Will be appreciated by those skilled in the art that each module in the device of the embodiment of the present invention can use general shiftingDynamic terminal realizes that each module can be concentrated in the device combination of single mobile terminal or mobile terminal composition, the present inventionThe method that device in embodiment corresponds in previous embodiment, it can be realized by the executable program code of editor,It can be realized by way of integrated circuit combination, therefore the invention is not limited in specific hardware or software and its knotClose.

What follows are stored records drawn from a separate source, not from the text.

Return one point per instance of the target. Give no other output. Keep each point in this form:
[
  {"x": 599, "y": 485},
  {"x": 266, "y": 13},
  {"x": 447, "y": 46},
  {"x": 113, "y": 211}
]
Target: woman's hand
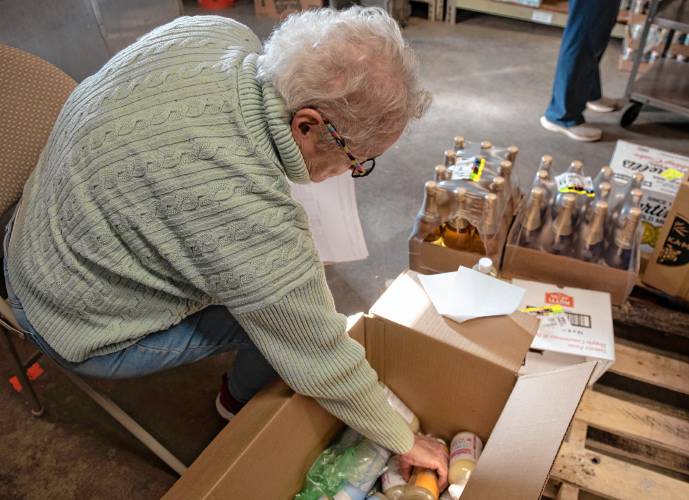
[{"x": 430, "y": 453}]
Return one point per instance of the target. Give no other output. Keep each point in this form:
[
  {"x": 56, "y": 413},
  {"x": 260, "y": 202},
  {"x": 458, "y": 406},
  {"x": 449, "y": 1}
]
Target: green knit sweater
[{"x": 163, "y": 189}]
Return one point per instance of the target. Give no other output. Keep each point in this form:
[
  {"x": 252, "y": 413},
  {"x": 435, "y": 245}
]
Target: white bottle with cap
[{"x": 485, "y": 266}]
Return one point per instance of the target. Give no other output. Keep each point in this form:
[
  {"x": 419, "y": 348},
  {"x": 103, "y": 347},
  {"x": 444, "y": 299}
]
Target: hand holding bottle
[{"x": 429, "y": 453}]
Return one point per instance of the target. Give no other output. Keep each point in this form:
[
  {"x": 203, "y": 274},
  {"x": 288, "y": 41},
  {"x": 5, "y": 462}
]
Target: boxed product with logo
[
  {"x": 576, "y": 326},
  {"x": 453, "y": 376},
  {"x": 668, "y": 267},
  {"x": 663, "y": 173}
]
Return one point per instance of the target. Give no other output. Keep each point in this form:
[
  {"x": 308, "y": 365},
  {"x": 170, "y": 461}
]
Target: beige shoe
[
  {"x": 603, "y": 105},
  {"x": 582, "y": 133}
]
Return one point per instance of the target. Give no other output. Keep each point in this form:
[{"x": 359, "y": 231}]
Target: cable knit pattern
[{"x": 163, "y": 189}]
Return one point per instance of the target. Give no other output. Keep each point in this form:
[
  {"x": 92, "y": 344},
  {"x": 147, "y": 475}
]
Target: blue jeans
[
  {"x": 210, "y": 331},
  {"x": 577, "y": 75}
]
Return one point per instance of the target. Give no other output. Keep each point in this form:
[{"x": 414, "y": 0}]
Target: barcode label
[{"x": 579, "y": 320}]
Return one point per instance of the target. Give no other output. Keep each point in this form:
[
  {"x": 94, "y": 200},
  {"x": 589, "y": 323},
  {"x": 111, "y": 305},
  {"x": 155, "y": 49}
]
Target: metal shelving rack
[{"x": 666, "y": 84}]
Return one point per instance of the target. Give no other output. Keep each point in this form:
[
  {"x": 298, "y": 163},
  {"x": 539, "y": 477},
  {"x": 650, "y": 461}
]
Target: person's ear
[{"x": 306, "y": 129}]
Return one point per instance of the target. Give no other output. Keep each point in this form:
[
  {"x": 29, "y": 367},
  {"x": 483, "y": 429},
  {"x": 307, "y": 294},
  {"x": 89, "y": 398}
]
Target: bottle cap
[{"x": 485, "y": 265}]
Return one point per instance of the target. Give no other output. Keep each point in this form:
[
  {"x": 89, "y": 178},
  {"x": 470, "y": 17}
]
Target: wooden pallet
[{"x": 622, "y": 449}]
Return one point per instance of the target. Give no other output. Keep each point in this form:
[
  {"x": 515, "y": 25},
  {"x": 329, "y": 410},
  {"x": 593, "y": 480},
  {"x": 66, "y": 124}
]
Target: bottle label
[
  {"x": 397, "y": 405},
  {"x": 392, "y": 476},
  {"x": 466, "y": 446},
  {"x": 469, "y": 169},
  {"x": 570, "y": 182}
]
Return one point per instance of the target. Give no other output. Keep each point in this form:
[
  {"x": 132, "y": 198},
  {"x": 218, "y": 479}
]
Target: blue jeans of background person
[
  {"x": 577, "y": 76},
  {"x": 210, "y": 331}
]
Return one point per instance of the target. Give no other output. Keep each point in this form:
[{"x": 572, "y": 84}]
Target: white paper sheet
[
  {"x": 468, "y": 294},
  {"x": 333, "y": 218}
]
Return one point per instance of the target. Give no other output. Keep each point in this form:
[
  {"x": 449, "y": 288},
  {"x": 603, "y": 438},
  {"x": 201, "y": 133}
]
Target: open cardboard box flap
[
  {"x": 502, "y": 340},
  {"x": 524, "y": 443},
  {"x": 265, "y": 452}
]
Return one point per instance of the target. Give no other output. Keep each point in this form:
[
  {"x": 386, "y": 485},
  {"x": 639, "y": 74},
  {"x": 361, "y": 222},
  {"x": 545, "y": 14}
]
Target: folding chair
[{"x": 33, "y": 92}]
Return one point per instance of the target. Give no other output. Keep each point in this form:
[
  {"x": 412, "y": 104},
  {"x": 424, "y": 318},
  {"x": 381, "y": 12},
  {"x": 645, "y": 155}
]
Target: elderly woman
[{"x": 158, "y": 229}]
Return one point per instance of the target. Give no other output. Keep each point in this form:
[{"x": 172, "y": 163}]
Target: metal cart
[{"x": 666, "y": 84}]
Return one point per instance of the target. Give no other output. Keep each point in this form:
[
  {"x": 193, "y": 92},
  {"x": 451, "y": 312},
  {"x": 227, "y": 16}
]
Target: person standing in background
[{"x": 577, "y": 75}]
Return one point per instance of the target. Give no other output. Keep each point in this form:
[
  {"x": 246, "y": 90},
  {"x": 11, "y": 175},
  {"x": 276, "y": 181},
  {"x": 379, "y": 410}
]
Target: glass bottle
[
  {"x": 450, "y": 157},
  {"x": 427, "y": 225},
  {"x": 619, "y": 253},
  {"x": 423, "y": 485},
  {"x": 529, "y": 235},
  {"x": 486, "y": 241},
  {"x": 512, "y": 189},
  {"x": 559, "y": 238},
  {"x": 591, "y": 238},
  {"x": 458, "y": 232}
]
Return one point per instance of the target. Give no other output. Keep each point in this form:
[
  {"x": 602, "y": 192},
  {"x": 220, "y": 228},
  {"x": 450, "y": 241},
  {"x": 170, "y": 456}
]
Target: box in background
[
  {"x": 280, "y": 9},
  {"x": 663, "y": 172},
  {"x": 453, "y": 376},
  {"x": 544, "y": 267},
  {"x": 668, "y": 267},
  {"x": 586, "y": 334}
]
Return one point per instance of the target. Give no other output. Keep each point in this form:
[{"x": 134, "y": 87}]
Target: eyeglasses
[{"x": 358, "y": 168}]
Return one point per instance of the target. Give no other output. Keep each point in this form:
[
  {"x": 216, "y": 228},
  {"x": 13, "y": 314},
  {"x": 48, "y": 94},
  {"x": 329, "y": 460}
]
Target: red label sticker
[{"x": 559, "y": 298}]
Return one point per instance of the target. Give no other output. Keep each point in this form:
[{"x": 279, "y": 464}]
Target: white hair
[{"x": 351, "y": 65}]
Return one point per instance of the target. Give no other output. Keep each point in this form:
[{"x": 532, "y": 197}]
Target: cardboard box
[
  {"x": 663, "y": 173},
  {"x": 279, "y": 9},
  {"x": 582, "y": 332},
  {"x": 668, "y": 268},
  {"x": 453, "y": 376},
  {"x": 535, "y": 265}
]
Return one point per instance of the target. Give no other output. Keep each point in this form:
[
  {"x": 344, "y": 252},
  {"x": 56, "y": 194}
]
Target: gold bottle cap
[
  {"x": 506, "y": 168},
  {"x": 638, "y": 179},
  {"x": 606, "y": 173},
  {"x": 450, "y": 157},
  {"x": 576, "y": 166},
  {"x": 439, "y": 173},
  {"x": 601, "y": 207},
  {"x": 546, "y": 161},
  {"x": 636, "y": 195},
  {"x": 498, "y": 184}
]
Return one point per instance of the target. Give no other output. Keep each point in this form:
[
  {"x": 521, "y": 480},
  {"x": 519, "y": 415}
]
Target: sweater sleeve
[{"x": 305, "y": 340}]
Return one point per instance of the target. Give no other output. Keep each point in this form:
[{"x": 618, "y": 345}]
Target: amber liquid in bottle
[
  {"x": 427, "y": 225},
  {"x": 531, "y": 229},
  {"x": 591, "y": 239}
]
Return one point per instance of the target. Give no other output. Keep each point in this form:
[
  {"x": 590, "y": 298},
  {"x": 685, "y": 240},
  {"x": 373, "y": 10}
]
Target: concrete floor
[{"x": 491, "y": 79}]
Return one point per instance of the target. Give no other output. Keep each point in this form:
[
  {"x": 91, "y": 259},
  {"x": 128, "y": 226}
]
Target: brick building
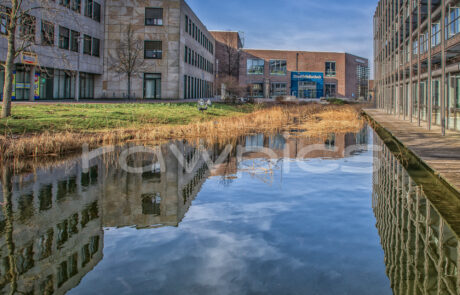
[{"x": 272, "y": 73}]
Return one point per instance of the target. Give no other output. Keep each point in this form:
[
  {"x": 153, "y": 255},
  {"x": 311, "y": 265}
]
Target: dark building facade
[{"x": 416, "y": 56}]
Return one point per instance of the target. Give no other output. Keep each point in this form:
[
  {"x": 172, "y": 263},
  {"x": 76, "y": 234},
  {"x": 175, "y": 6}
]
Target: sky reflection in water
[{"x": 300, "y": 233}]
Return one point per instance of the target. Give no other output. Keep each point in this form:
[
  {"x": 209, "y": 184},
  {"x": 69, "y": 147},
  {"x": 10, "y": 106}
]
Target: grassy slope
[{"x": 100, "y": 117}]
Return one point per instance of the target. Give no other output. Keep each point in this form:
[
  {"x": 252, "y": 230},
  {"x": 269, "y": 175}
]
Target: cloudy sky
[{"x": 310, "y": 25}]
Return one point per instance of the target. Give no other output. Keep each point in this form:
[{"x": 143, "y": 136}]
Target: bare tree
[
  {"x": 18, "y": 21},
  {"x": 19, "y": 27},
  {"x": 128, "y": 59}
]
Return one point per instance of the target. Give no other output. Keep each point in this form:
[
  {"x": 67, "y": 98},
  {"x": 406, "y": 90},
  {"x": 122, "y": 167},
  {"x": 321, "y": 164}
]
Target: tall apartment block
[
  {"x": 272, "y": 73},
  {"x": 79, "y": 47},
  {"x": 417, "y": 61}
]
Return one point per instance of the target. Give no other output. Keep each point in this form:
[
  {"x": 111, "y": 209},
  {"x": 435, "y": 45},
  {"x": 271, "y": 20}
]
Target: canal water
[{"x": 272, "y": 214}]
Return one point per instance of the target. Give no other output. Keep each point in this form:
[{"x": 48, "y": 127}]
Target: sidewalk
[
  {"x": 110, "y": 101},
  {"x": 440, "y": 153}
]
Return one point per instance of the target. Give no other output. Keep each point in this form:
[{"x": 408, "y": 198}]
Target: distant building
[{"x": 272, "y": 73}]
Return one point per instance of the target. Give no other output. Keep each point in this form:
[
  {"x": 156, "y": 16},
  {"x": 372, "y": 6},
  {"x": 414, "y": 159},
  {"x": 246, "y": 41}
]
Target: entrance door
[
  {"x": 307, "y": 90},
  {"x": 152, "y": 86}
]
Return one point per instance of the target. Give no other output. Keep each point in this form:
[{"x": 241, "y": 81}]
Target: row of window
[
  {"x": 194, "y": 31},
  {"x": 197, "y": 88},
  {"x": 70, "y": 40},
  {"x": 193, "y": 58},
  {"x": 92, "y": 9},
  {"x": 279, "y": 67},
  {"x": 281, "y": 89},
  {"x": 452, "y": 28}
]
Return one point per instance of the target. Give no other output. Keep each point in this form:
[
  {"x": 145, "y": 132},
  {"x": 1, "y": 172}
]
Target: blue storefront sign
[{"x": 307, "y": 84}]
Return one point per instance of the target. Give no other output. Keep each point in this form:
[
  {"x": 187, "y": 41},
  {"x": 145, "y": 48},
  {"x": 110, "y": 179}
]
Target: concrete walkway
[
  {"x": 440, "y": 153},
  {"x": 105, "y": 101}
]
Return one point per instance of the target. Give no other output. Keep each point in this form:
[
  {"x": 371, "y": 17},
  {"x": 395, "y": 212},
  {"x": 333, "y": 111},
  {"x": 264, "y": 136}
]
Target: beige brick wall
[{"x": 121, "y": 13}]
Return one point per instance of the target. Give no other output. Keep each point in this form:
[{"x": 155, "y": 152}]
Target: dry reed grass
[
  {"x": 345, "y": 119},
  {"x": 312, "y": 117}
]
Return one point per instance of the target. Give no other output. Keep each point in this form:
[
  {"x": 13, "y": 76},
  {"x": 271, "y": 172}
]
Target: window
[
  {"x": 154, "y": 16},
  {"x": 96, "y": 47},
  {"x": 27, "y": 28},
  {"x": 74, "y": 43},
  {"x": 255, "y": 66},
  {"x": 415, "y": 47},
  {"x": 278, "y": 67},
  {"x": 64, "y": 37},
  {"x": 47, "y": 33},
  {"x": 435, "y": 34},
  {"x": 454, "y": 21},
  {"x": 186, "y": 24},
  {"x": 97, "y": 12},
  {"x": 330, "y": 90},
  {"x": 424, "y": 42},
  {"x": 89, "y": 8},
  {"x": 4, "y": 19},
  {"x": 65, "y": 3},
  {"x": 87, "y": 44},
  {"x": 153, "y": 49},
  {"x": 330, "y": 69},
  {"x": 76, "y": 5},
  {"x": 279, "y": 89},
  {"x": 152, "y": 86}
]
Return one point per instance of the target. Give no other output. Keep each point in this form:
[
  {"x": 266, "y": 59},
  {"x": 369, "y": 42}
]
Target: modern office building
[
  {"x": 417, "y": 61},
  {"x": 174, "y": 51},
  {"x": 272, "y": 73}
]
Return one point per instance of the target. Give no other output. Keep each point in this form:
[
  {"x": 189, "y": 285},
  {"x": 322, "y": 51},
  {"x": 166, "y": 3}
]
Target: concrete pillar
[
  {"x": 267, "y": 88},
  {"x": 32, "y": 84},
  {"x": 428, "y": 87},
  {"x": 411, "y": 69},
  {"x": 443, "y": 65},
  {"x": 77, "y": 86},
  {"x": 419, "y": 32}
]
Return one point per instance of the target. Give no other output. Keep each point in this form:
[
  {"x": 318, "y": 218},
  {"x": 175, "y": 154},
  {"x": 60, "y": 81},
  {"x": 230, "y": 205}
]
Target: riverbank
[
  {"x": 440, "y": 154},
  {"x": 222, "y": 122}
]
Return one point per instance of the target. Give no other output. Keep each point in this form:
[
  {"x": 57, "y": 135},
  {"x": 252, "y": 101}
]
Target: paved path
[
  {"x": 102, "y": 101},
  {"x": 440, "y": 153}
]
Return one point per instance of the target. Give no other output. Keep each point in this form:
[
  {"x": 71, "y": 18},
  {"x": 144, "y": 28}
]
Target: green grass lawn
[{"x": 100, "y": 117}]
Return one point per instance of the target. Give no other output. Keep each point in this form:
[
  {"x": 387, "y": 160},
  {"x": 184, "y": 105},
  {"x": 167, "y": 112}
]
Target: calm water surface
[{"x": 335, "y": 220}]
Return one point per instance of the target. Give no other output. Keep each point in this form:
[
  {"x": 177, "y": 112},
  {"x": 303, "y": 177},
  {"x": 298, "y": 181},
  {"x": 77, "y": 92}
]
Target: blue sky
[{"x": 310, "y": 25}]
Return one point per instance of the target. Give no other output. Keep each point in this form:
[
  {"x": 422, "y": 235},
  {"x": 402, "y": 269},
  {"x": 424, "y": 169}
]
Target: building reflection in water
[
  {"x": 421, "y": 250},
  {"x": 52, "y": 222}
]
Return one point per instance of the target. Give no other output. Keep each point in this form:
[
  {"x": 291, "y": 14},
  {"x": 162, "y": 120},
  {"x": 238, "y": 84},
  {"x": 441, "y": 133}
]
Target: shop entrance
[{"x": 307, "y": 89}]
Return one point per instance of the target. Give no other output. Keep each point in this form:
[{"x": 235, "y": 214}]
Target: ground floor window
[
  {"x": 49, "y": 84},
  {"x": 308, "y": 89},
  {"x": 197, "y": 88},
  {"x": 64, "y": 85},
  {"x": 21, "y": 84},
  {"x": 256, "y": 90},
  {"x": 86, "y": 86},
  {"x": 152, "y": 86},
  {"x": 46, "y": 84},
  {"x": 331, "y": 90},
  {"x": 278, "y": 89},
  {"x": 2, "y": 82}
]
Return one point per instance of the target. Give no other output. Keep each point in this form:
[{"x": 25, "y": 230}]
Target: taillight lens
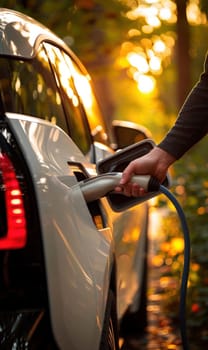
[{"x": 16, "y": 233}]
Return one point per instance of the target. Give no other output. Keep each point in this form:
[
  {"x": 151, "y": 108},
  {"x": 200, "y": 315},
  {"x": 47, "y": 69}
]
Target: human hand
[{"x": 154, "y": 163}]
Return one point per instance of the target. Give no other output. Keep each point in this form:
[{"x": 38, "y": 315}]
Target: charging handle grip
[{"x": 99, "y": 186}]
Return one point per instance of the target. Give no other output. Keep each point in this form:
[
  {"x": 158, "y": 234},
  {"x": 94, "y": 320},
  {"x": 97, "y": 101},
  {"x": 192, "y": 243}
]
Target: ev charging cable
[{"x": 99, "y": 186}]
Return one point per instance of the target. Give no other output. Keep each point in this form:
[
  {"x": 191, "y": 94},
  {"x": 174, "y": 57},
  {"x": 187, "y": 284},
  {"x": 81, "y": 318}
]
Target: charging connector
[{"x": 96, "y": 187}]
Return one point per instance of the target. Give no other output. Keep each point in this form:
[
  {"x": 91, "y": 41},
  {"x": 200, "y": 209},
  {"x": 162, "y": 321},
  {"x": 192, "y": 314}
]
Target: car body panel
[
  {"x": 85, "y": 252},
  {"x": 77, "y": 259}
]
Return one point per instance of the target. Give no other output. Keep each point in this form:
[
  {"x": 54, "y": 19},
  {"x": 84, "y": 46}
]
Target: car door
[{"x": 129, "y": 227}]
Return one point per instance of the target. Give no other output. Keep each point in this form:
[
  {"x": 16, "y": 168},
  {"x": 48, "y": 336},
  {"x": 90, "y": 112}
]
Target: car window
[
  {"x": 77, "y": 122},
  {"x": 82, "y": 82},
  {"x": 29, "y": 87}
]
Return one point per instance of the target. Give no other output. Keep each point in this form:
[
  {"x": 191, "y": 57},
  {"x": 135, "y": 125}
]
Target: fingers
[{"x": 127, "y": 174}]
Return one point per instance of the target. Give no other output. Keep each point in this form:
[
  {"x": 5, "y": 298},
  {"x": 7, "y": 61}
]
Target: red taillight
[{"x": 15, "y": 212}]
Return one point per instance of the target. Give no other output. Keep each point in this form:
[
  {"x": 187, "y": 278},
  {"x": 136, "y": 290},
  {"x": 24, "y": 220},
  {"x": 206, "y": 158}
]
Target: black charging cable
[{"x": 185, "y": 274}]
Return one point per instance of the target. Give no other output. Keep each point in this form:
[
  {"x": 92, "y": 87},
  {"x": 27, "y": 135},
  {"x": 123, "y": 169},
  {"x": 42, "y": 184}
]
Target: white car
[{"x": 72, "y": 254}]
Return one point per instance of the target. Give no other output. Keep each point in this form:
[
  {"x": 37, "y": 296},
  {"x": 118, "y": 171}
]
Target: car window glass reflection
[
  {"x": 29, "y": 87},
  {"x": 77, "y": 123}
]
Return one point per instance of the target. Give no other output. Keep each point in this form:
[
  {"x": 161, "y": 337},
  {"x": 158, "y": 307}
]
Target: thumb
[{"x": 127, "y": 174}]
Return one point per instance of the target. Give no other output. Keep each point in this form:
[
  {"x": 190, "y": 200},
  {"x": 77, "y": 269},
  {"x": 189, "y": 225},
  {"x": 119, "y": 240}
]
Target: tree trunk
[{"x": 183, "y": 52}]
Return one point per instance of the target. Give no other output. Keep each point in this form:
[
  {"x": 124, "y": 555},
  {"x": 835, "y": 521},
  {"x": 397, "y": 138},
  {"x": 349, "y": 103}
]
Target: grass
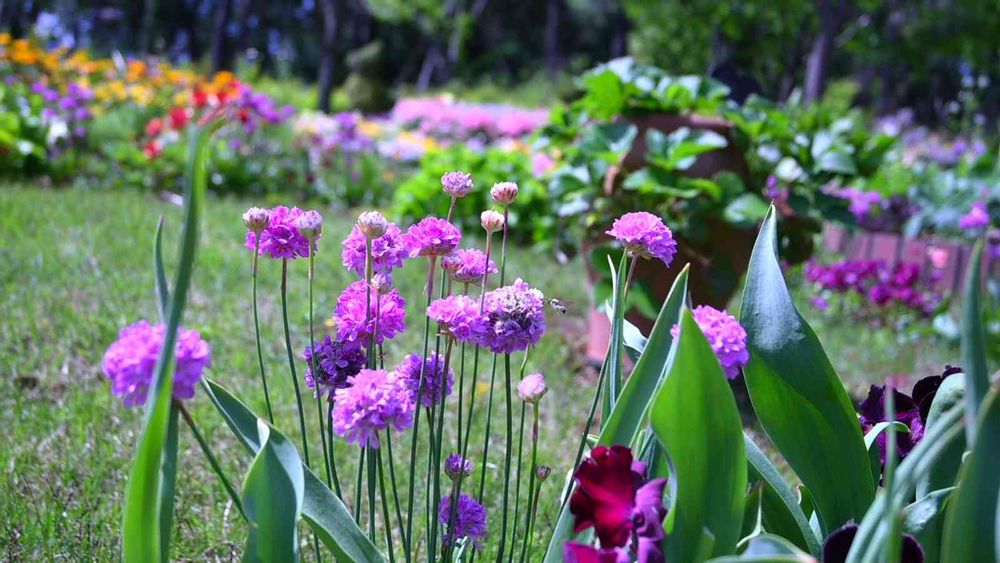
[{"x": 75, "y": 266}]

Note, above are only the exemplary embodiment and institute's application technology principle of the present invention.Those skilled in the art can manageSolution, the invention is not restricted to specific embodiment described here, can carry out various obvious changes for a person skilled in the artChange, readjust and substitute without departing from protection scope of the present invention.There is no need and unable to give all embodimentsWith exhaustion.Therefore, although the present invention is described in further detail by above example, but the present invention not only limitIn above example, without departing from the inventive concept, other more equivalent embodiments can also be included, it is all in this hairBright spirit and with any obvious change or variation extended out within principle still in the claims in the present inventionAmong the scope protected.